Just gather info about how your data is accessed and run simulations on how well different cache models perform.
13. There is always a schema
You decide on it when you write the data or later when you read it, but at some point, you need to decide attributes and data types for your data.
When you store data without schema you usually need “armies of engineers who effectively become the schema”. It looks easier because a lot of decisions are postponed.
On the other hand, not choosing the schema accelerates the development quite a lot, that’s why databases like MongoDB became so popular a few years ago.
14. Almost everything was invented years ago
Document-based databases: IMS from IBM, 1966, used in the Apollo program
Analytics databases: Teradata, 1979
Future users of large data banks must be protected from having to know how the data is organized in the machine (the internal representation). A prompting service which supplies such information is not
- E. F. CODD, IBM Research Laboratory, San Jose, California - 1970
Those are examples but there are many more. So it is worth spending some time researching old systems to better understand the new ones.
15. Data debugging is as important as code debugging
When the data is not the expected one (and you usually find it when in production) you find the root cause.
With code, you reproduce the steps and reproduce (if you are lucky) the problem. With data, those steps don’t usually exist (I’ll talk about this) so you need to guess what’s wrong.
There are many ways, I usually use a mix of data visualization, drill-down, diffs, extrapolate from particular examples, snapshots and so on. I sometimes use unix shell tools, sqlite3 and mostly python, but that’s not important, each person should find their own tools.
16. Learn how Log data structure works
Log is probably the simplest data structure. If you are a developer you have been using it forever, writing into files, appending stuff to a list…
Append only structures have many properties but one of them is they play well with hardware. In general, today’s hardware performs at its peak when you do a bunch of stuff at the same time and you do it in the same place (in the disk, memory, cache…). That’s why almost every database has a Write Ahead Log to make their writes faster and more reliable.

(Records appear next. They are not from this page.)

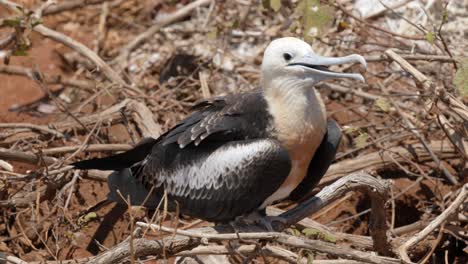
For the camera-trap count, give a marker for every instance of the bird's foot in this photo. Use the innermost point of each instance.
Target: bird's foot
(266, 221)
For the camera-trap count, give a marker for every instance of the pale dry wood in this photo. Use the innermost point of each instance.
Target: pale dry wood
(110, 115)
(403, 249)
(421, 78)
(362, 242)
(83, 50)
(459, 141)
(28, 72)
(383, 9)
(422, 57)
(203, 76)
(87, 148)
(6, 166)
(268, 251)
(70, 5)
(143, 117)
(71, 43)
(285, 239)
(169, 19)
(377, 160)
(428, 85)
(14, 155)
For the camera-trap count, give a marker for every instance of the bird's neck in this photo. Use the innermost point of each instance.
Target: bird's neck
(298, 112)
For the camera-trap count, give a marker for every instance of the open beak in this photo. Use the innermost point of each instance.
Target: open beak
(318, 64)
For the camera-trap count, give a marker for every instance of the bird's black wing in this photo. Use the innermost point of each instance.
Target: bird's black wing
(318, 166)
(217, 181)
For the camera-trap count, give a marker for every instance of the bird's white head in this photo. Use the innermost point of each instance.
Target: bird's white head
(291, 61)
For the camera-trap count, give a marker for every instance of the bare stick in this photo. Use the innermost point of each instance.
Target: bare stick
(83, 50)
(87, 148)
(143, 117)
(358, 181)
(186, 240)
(421, 78)
(282, 238)
(7, 154)
(18, 70)
(69, 5)
(423, 57)
(176, 16)
(403, 249)
(427, 85)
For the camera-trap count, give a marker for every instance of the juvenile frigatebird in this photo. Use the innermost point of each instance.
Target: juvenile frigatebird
(237, 154)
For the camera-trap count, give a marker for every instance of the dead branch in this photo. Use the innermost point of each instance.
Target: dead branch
(31, 158)
(70, 5)
(23, 71)
(176, 16)
(402, 250)
(421, 78)
(110, 115)
(83, 50)
(33, 127)
(143, 117)
(73, 44)
(379, 159)
(410, 57)
(186, 240)
(363, 242)
(87, 148)
(427, 85)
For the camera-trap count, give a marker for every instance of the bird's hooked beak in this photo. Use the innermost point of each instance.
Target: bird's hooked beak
(318, 65)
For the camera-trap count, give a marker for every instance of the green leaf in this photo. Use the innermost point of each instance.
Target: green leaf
(430, 37)
(383, 104)
(461, 78)
(275, 5)
(361, 140)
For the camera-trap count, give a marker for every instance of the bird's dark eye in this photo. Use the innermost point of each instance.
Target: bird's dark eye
(287, 56)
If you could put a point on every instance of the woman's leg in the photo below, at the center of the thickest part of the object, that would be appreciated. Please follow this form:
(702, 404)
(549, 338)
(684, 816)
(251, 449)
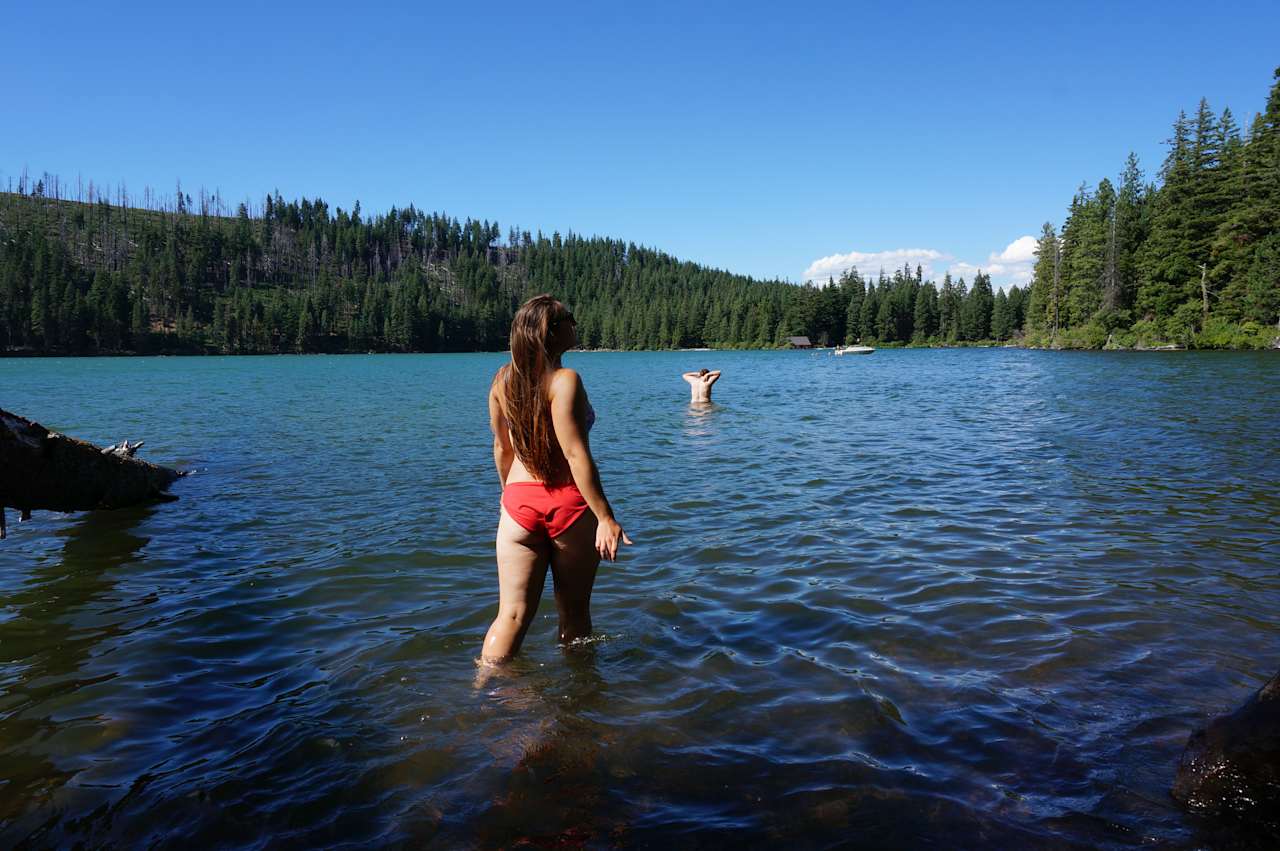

At a higher level, there are things like Redis, Kafka and others that implement log structures in a distributed way. You should use them when you reach a point, they are good. Please, read this blog post from one of the Kafka authors.
17. If you want to process data at speed, you need to design for speed
In the same way that a fast car is not a regular car with just more power, a fast processing pipeline is not a pipeline with more or faster cores/memory/disks/network.
If you see an F1 they have a powerful engine but there are also hundreds of small details that are needed at high speed. And of course, there are some comfort options you need to get rid of.
When talking about data you may need to design with parallelism in mind, working only in memory, forget about slow operations and so on.
Remember there is an important difference between latency and throughput. Both are systems that require speed but a different kind of design.
The main thing I learned during all these years is: data processing gets slower with time and you need to watch speed metrics to avoid degradation.
18. I don’t believe in “data-driven”
At least in the way they are selling it: you’d be able to drive your company/department/life based on data, IA will rule the world.
Data captures just part of reality so I see it being pretty hard to make decisions just relying on data only.
I like more the term “Data informed decision making”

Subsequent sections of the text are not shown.